Hmmm. Not a Bruce Willis fan, eh? I remember the "duck and cover" drills, too. I never worried about an atomic blast because my wooden desk was going to protect me.
Even as a Kid I knew the main goal was to make the ashes easy to identify...if there was anyone left to gather them. Interesting how many of the Twilight Zone and Outer Limits episodes of the day echoed the "We're gonna destroy ourselves" fears of the day.
Yeah, I remember walking home from school.after one of those under-the-desk sessions. I looked at all the houses thinking of everything disappearing in a flash. We all, of a certain age, grew up with this trauma. How would we have been different without it? .....no way to know.
Yup. For me, it was a furtherance of the chaos at home. I recall the weekly siren tests, but am not certain if they were emergency sirens or just the normal testing the volunteer fire department did in the days preceding cell phones.
"Yup.
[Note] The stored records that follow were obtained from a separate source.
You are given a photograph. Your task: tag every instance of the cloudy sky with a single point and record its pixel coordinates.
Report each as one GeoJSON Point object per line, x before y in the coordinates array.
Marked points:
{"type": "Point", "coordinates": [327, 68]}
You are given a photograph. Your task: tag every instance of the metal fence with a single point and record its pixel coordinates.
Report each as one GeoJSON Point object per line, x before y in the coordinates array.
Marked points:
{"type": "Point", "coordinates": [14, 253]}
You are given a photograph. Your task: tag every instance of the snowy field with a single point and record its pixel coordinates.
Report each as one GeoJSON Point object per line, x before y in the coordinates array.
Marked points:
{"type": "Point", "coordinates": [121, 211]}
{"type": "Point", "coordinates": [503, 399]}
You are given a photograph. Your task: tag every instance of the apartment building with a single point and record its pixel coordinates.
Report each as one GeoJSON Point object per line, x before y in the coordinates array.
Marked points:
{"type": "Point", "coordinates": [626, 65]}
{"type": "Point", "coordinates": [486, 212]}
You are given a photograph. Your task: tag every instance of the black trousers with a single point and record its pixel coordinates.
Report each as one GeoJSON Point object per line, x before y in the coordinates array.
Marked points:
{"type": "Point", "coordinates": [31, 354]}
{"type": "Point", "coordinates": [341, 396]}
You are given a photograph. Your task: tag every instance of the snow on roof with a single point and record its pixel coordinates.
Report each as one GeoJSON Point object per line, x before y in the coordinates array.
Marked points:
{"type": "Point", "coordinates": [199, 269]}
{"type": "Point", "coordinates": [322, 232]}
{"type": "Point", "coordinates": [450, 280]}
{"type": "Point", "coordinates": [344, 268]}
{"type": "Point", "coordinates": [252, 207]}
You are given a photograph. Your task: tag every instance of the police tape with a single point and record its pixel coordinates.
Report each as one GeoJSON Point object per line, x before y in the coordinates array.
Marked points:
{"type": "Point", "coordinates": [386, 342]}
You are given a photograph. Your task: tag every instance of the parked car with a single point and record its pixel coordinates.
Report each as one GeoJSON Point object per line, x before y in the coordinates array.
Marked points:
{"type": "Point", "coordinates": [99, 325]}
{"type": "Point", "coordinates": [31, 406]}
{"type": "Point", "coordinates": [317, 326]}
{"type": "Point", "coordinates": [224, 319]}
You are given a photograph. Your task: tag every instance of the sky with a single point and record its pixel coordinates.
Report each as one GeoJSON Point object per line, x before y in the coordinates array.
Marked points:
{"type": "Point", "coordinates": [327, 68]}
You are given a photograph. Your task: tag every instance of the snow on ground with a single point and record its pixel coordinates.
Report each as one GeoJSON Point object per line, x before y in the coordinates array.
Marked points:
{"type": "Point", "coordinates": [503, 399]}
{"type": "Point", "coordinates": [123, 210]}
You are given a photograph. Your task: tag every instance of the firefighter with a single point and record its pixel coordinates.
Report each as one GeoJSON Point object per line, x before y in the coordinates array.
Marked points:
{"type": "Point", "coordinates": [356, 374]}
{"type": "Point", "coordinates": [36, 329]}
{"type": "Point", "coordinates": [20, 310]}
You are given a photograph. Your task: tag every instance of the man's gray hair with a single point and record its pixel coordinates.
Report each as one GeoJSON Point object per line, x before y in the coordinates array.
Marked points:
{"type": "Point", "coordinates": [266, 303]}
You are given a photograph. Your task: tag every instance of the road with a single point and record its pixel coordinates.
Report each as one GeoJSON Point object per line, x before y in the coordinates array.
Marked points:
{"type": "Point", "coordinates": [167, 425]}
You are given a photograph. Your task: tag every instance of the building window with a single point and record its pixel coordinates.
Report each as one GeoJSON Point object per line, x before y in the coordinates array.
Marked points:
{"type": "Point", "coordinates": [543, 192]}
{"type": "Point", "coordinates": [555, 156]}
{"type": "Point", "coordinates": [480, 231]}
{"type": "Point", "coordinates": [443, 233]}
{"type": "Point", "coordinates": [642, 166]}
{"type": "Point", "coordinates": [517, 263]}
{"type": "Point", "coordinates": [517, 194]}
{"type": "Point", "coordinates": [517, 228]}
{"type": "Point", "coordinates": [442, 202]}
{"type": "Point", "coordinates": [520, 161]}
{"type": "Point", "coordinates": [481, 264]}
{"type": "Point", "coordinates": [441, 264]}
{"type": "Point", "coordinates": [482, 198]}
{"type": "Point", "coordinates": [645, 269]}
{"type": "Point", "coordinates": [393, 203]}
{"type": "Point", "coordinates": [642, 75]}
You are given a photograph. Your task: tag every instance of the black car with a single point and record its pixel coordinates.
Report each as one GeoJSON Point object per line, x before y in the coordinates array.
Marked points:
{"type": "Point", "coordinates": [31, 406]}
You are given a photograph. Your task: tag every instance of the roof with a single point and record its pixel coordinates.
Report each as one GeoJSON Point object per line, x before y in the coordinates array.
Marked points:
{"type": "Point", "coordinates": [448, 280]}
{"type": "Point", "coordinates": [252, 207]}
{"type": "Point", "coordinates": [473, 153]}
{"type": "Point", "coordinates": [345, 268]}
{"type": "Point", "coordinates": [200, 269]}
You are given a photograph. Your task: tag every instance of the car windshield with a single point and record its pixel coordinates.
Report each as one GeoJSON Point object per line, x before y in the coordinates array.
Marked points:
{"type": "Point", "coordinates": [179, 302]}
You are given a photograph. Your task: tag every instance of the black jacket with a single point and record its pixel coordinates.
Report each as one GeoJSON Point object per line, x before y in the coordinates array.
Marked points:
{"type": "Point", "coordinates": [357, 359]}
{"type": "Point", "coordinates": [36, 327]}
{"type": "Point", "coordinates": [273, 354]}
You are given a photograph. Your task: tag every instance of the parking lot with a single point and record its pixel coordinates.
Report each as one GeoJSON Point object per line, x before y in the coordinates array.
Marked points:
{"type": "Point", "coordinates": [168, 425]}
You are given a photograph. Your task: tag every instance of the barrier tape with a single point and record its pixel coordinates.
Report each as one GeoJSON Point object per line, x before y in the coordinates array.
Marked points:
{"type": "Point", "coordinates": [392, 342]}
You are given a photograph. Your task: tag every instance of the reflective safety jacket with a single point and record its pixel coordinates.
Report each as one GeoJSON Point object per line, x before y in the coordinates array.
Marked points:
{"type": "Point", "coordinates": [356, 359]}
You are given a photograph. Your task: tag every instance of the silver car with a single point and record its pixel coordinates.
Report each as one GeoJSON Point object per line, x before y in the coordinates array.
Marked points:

For me, it was a furtherance of the chaos at home." It sounds like we have a dysfunctional family life in common, if that's what you mean by 'chaos at home'.
It's a movie concerning The Rapture, aka End of Times. Just like the Cuban Missile Crisis, this movie scared the heck out of me.
Did ya ever watch a movie two or three times and when something you know that is bad is going to happen, you catch yourself in that moment of suspense hoping that the bad thing is somehow going to change?
It was a good movie. I liked a couple of striking scenes; the small plane crashing into the Macy's parking lot, .the maternity ward with all the newborns gone. The airliner emergency landing was .well done.
Propeller beanies make a lot more sense than my propeller.shoes. I end up hanging in the air upside down - quite annoying.